In at least a small way, that resiliency lent itself to Myatt maintaining the attitude that the team was a title contender, even in the midst of a four-game losing streak.
The team turned its season around and won five games consecutively and won a district play-in game against Sultan that sent South Whidbey to the district playoffs against Bellingham and Squalicum.
Those games left him feeling the team had fallen short of its potential and goals.
“I think about what we could’ve done,” Myatt said. “We could never just get that goal.”
“I think we had a real shot at state,” he added.
When he was younger, Myatt played baseball, basketball, football and soccer. He loved basketball the most and came to a difficult understanding that his stature — he’s 5-foot-5 — might limit his abilities and opportunities in some of those sports. Soccer became his main sport by eighth grade when he played for a select South Whidbey soccer team coached by Connor McCauley’s dad.
That was four years ago.

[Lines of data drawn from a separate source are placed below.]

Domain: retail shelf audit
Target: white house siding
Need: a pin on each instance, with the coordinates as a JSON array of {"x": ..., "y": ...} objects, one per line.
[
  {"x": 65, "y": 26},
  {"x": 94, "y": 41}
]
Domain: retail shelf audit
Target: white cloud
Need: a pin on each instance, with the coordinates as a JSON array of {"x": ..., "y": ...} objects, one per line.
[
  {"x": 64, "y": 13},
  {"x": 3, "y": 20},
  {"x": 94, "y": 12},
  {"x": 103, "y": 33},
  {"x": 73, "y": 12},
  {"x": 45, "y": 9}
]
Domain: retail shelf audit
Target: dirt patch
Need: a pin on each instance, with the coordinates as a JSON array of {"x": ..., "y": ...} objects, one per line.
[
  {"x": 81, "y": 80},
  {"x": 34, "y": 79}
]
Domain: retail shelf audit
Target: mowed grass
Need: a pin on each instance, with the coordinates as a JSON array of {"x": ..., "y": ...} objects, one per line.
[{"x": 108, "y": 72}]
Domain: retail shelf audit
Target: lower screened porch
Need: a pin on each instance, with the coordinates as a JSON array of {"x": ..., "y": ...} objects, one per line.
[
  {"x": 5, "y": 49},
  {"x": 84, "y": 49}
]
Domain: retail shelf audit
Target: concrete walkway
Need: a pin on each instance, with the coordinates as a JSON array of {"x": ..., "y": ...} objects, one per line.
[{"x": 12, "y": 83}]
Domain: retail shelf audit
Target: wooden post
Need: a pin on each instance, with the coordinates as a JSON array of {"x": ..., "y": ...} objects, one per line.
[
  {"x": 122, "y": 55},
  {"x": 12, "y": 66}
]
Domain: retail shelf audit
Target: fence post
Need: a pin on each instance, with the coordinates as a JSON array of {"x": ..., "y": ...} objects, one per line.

Hop in the DeLorean and go back to the future, Myatt will be in some of the world’s best known soccer, or rather fütbol, arenas and stadiums.
Myatt finished his last high school final on June 15 before the senior parade. With high school classes behind him, he said he was ready to leave the island for his European vacation on June 21.
He and two fellow Falcons, one a soccer teammate (Miles Goodman), the other his best friend the homecoming king (Seth Sobottka), will travel to Madrid, Barcelona, Berlin, Prague and Pamplona for the infamous running of the bulls.
“It’s about making memories with my friends,” he said.
With youthful abandon, Myatt said he didn’t know why the three young men agreed to run with the bulls, except that the entire trip is built around building memories with his friends.
“We’re kind of cooped-up on the island,” Myatt said.
The sword strikes, and gives a flower.
“There’s not a lot to do,” Myatt said, “but I think I like that.”
Replacing Myatt, and all the things he was and is, will be difficult, Gerlach said. He has hope that the sophomores on the team this year will make great strides to fill the gap left by Myatt and the other seniors.
“There’s other guys who will step up and fill that role in different ways,” Gerlach said.
While Gerlach’s attention is already on soccer, if it ever fully leaves it, Myatt’s is fixed east toward Europe, then north toward Bellingham and all the memories in between.
One memory he will have is the season he scored 14 goals and repeated as an all-conference soccer forward.
“I played to have fun, really,” Myatt said.